Is It Possible To Not Be Able To Smell Your Own Bad Breath?
Is It Possible To Not Be Able To Smell Your Own Bad Breath?
It’s one of the daytime nightmares of social interaction. It could have been first-hand experience that’s subsequently seared and smeared itself into your brain. It could have been a confronting olfactory memory from a long-ago conversation, that went for far too long – even if it literally lasted less than a minute. It may have never happened at all; and yet it remains as common a fear as public speaking. Having bad breath is embarrassing enough – for some, not knowing you have it, gives heft to the mortification that no amount of mouthwash will ever wash away.
Since people can smell their own breath in two ways (when the odour flows through the back of the mouth, and also through the tip of the nose) as the recipient of someone’s really unpleasant breath, there’s instant confusion.
How can they not know? Is it just that they don’t care?

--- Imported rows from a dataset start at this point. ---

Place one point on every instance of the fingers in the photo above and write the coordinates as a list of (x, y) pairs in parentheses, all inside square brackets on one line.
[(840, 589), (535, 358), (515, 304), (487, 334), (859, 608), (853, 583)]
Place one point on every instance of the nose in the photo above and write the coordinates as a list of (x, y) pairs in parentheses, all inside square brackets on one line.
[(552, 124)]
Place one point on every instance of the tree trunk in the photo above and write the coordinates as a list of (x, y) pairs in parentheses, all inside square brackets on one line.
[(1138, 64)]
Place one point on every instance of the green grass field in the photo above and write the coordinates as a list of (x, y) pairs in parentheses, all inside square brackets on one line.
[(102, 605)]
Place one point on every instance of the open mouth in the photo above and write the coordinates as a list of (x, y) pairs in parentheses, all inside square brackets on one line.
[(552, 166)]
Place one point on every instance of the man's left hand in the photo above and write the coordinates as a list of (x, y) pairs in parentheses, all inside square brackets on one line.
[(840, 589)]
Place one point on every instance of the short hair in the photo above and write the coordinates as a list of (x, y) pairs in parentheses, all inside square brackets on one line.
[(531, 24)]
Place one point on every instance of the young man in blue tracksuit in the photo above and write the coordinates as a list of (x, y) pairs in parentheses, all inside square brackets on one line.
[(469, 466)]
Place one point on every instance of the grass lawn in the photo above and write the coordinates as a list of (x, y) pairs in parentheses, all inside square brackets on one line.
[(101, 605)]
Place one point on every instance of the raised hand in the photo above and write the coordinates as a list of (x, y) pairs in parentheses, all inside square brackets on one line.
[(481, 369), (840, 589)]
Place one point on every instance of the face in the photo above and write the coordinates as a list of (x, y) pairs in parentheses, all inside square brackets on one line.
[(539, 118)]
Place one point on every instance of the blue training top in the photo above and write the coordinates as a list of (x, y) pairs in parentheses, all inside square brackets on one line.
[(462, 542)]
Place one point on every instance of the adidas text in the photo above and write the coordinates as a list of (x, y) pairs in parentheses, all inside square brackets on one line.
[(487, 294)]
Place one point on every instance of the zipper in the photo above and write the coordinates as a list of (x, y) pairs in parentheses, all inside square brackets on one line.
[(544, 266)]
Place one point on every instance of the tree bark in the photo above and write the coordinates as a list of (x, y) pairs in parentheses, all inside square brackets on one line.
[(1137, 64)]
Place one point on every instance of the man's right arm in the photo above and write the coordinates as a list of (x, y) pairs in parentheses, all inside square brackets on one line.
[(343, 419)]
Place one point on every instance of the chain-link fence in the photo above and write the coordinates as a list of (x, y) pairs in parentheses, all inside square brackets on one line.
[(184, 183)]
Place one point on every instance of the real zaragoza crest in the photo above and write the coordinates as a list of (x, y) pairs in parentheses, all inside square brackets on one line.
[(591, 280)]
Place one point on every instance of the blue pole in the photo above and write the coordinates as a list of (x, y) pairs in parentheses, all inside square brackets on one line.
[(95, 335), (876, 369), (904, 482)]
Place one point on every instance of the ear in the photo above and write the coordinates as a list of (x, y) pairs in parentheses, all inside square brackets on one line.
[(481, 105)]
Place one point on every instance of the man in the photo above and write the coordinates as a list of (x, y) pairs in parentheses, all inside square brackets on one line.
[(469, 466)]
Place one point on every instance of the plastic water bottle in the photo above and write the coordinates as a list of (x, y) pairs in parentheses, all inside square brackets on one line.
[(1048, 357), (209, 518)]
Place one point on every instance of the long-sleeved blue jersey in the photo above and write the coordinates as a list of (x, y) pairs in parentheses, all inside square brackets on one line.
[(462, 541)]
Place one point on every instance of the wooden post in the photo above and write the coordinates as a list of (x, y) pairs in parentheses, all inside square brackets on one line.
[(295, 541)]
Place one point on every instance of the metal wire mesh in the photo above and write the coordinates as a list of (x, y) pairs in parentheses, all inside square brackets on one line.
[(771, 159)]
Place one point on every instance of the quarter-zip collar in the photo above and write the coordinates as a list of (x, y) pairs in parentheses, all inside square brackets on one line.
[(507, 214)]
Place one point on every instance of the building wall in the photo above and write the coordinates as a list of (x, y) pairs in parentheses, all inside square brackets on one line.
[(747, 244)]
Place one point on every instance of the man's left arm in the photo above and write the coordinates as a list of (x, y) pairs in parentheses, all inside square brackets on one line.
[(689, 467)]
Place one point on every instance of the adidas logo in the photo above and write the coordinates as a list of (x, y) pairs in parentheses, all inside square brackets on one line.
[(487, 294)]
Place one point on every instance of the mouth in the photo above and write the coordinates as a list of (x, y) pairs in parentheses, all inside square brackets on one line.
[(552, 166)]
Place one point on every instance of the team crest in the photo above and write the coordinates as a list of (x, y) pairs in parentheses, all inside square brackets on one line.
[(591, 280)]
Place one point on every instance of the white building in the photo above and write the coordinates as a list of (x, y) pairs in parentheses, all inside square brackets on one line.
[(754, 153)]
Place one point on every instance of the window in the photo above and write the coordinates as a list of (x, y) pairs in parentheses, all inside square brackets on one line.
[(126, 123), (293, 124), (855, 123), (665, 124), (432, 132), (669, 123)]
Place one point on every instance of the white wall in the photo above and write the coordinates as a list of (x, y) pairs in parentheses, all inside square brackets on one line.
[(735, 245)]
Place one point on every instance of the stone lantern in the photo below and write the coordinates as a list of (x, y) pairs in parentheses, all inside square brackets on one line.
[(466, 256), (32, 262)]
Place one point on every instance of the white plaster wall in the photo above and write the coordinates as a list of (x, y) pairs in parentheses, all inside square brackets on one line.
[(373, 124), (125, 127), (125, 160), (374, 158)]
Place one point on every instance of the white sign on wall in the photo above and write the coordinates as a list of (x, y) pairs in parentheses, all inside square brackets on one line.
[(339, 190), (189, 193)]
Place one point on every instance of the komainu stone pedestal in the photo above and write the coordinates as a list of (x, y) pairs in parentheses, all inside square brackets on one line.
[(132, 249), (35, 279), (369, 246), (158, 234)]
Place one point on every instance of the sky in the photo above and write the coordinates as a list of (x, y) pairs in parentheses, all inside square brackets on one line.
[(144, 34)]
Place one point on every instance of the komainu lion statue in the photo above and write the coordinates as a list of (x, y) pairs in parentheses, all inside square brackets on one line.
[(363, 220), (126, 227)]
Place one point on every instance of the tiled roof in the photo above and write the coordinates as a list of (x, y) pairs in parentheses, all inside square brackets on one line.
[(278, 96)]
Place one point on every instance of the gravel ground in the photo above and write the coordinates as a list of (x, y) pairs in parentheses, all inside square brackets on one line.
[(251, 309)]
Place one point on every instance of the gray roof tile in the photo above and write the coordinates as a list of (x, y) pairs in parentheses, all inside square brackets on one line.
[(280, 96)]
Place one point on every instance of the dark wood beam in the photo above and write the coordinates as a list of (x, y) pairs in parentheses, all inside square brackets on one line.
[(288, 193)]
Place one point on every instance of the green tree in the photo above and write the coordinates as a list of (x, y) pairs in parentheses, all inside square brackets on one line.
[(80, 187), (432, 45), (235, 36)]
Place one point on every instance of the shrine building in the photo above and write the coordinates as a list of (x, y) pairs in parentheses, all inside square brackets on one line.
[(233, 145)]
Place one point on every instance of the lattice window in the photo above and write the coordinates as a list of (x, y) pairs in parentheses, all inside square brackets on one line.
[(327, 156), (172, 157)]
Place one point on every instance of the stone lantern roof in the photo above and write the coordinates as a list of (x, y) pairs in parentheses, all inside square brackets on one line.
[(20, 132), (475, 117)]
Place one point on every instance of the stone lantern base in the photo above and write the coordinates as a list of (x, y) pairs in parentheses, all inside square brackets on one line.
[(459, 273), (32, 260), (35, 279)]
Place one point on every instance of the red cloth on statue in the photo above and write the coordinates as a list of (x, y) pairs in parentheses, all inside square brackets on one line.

Bad breath can be the result of having eaten something strong tasting like onion, garlic or fish – the usual suspects. Dehydration can be a cause; as can more serious issues like a gum infection, tooth abscess or ill-fitting dentures. Orthodontic devices, which includes crowns, bridges and any type of braces, can wedge food particles in places and allow bacterial growth. It can produce the unfortunate situation of bad breath, also referred to as halitosis.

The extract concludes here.